"In a sporting context research has shown that where an individual perceives a challenge, their response was to cope with the challenge, their bodies provided enough energy to perform and execute required skills. In contrast where a threat is perceived, individuals began to shut down after an initial burst of energy...."
".....A stepping stone to this is actually changing your reaction to bodily responses. In a new situation such as a competition the hear rate may begin to rise, you may have sweaty palms, feel an increase in body temperature etc. If you can interpret this and report this as 'Excitement' even telling others that you feel excited, studies have shown this has a much more positive effect on the body, in contrast those who express 'nervousness' have shown to exhibit negative physiological response and reduce capacity to perform."
In short, being aware of your own mental thoughts before committing to a climb/problem/event/competition is critical. I attended an AcroYoga* class yesterday and a comment from the brilliant instructor, Deirdre, was to "bring your minds thoughts line up with your body's action". It's no different in climbing - watch someone at the climbing wall or crag and it is regularly evident who is the person who is climbing in tune with themselves, enjoying the experience (even when in a difficult situation) over someone who is all tensed up, fighting against themselves. Additionally, it's also something that affects all levels of participants (and I'd suspect most people fall in the middle ground of the quote below):
I had my own experience of this when planning to flash/as-good-as-onsight the 7c+ on the last trip. Before starting up the route, there's all the various thoughts, nerves, excitement, random thoughts, distractions. As I waited a moment (and thus unwittingly waiting for my thoughts to line up with my body), I realised for one I could do it (and do it easily - I'd prepared properly for just such an occasion), A lot of times you'll do it intuitively, but with practice you can take more control of it. How? Report your nervousness as excitement :) We spent a lot of time reading various books/articles and discussing topic, and looking back, I do remember saying how excited I was to try the route - I was practising what we'd been discussing.
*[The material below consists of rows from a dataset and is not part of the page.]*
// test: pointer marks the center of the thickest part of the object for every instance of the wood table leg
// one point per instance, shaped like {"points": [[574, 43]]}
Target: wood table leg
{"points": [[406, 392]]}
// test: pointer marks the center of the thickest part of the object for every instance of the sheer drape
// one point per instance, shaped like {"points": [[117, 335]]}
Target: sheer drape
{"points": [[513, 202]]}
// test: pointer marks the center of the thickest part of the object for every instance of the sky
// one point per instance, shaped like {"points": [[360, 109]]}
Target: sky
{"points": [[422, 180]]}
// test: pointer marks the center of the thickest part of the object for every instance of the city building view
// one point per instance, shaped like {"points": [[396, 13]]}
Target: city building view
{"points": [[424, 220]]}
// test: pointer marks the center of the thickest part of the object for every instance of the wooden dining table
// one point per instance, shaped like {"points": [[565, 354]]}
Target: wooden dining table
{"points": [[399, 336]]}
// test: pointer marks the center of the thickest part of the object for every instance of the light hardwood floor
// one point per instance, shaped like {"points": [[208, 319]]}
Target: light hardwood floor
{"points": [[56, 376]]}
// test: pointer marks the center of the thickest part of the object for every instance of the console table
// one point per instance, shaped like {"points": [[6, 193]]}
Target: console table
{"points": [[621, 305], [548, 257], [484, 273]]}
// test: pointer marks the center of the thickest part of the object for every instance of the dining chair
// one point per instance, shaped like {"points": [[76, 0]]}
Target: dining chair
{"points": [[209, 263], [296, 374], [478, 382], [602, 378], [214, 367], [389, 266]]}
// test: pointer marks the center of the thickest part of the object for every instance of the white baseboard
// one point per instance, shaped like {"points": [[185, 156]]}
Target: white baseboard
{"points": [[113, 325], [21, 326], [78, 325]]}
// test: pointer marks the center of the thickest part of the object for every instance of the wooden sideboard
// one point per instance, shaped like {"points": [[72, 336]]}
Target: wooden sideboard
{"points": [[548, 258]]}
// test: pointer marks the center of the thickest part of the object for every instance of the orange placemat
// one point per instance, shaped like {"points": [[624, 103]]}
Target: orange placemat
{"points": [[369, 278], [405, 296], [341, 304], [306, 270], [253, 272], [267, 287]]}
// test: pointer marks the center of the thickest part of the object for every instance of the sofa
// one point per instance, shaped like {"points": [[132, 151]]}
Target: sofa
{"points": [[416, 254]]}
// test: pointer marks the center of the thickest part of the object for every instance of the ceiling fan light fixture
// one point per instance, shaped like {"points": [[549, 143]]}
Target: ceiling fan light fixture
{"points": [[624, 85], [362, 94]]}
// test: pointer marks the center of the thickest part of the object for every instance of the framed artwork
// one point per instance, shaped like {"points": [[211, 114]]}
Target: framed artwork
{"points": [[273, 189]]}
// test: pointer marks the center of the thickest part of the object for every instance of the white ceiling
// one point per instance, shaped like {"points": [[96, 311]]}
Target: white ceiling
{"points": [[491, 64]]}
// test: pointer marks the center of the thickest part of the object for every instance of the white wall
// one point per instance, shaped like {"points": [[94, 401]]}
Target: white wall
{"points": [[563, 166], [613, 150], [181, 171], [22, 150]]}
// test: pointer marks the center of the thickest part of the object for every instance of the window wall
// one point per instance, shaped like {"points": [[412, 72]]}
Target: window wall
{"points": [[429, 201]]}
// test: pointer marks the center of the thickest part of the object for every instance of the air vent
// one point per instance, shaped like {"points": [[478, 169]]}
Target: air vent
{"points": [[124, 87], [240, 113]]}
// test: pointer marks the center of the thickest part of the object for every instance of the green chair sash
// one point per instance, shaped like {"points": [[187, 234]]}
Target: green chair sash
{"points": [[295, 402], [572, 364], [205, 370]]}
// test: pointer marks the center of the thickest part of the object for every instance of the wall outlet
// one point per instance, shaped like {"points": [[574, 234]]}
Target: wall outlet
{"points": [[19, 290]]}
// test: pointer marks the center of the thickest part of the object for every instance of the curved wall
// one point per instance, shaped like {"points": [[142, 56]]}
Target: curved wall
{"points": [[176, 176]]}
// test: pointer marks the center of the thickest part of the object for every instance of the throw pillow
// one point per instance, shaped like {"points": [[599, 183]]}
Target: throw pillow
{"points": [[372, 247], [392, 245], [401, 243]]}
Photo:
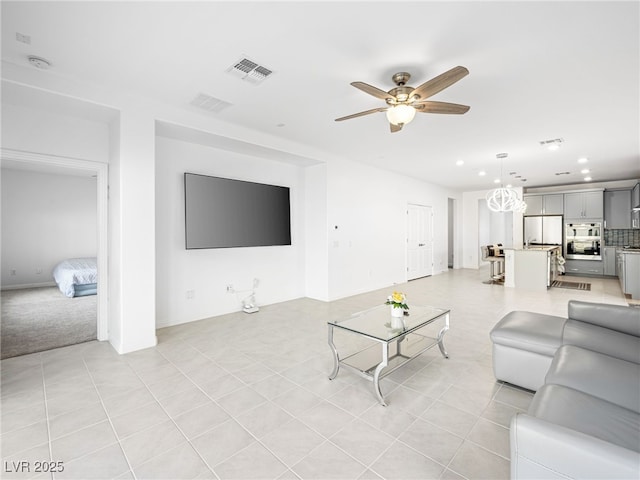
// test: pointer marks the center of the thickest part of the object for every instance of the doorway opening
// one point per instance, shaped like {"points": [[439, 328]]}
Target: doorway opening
{"points": [[54, 319]]}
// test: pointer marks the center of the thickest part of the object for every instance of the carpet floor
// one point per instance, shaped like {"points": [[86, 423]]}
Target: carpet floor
{"points": [[39, 319]]}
(On a side note, 'negative ways' isn't necessarily just comments like "I can't do it", it's everything from "I'm tired", to "I'm only doing it for fun" to "I don't care", etc etc.)
It Takes Practice
This isn't something that comes automatically also. With practice when you go climbing/training, you can develop mental cues that means your central nervous system will approach training more readily, and your performance will increase because of it. The wider benefit is that the amount of time you associate stress/anxiety with exercise/performance will decrease over time.
Good books on the topic
- Play: How it Shapes the Brain, Opens the Imagination, and Invigorates the Soul
- Top Dog: The Science of Winning and Losing
- The Talent Code: Greatness isn't born. It's grown
- Training for Climbing, 2nd: The Definitive Guide to Improving Your Performance (How To Climb Series)
- With Winning in Mind
* If you're looking for something different, AcroYoga is well worth trying out. Gymnastic style training but I've found it a lot more flowy (yes, I'm making up that word) which I find translates really well to climbing. There's a lot of balance awareness required which definitely translates to climbing!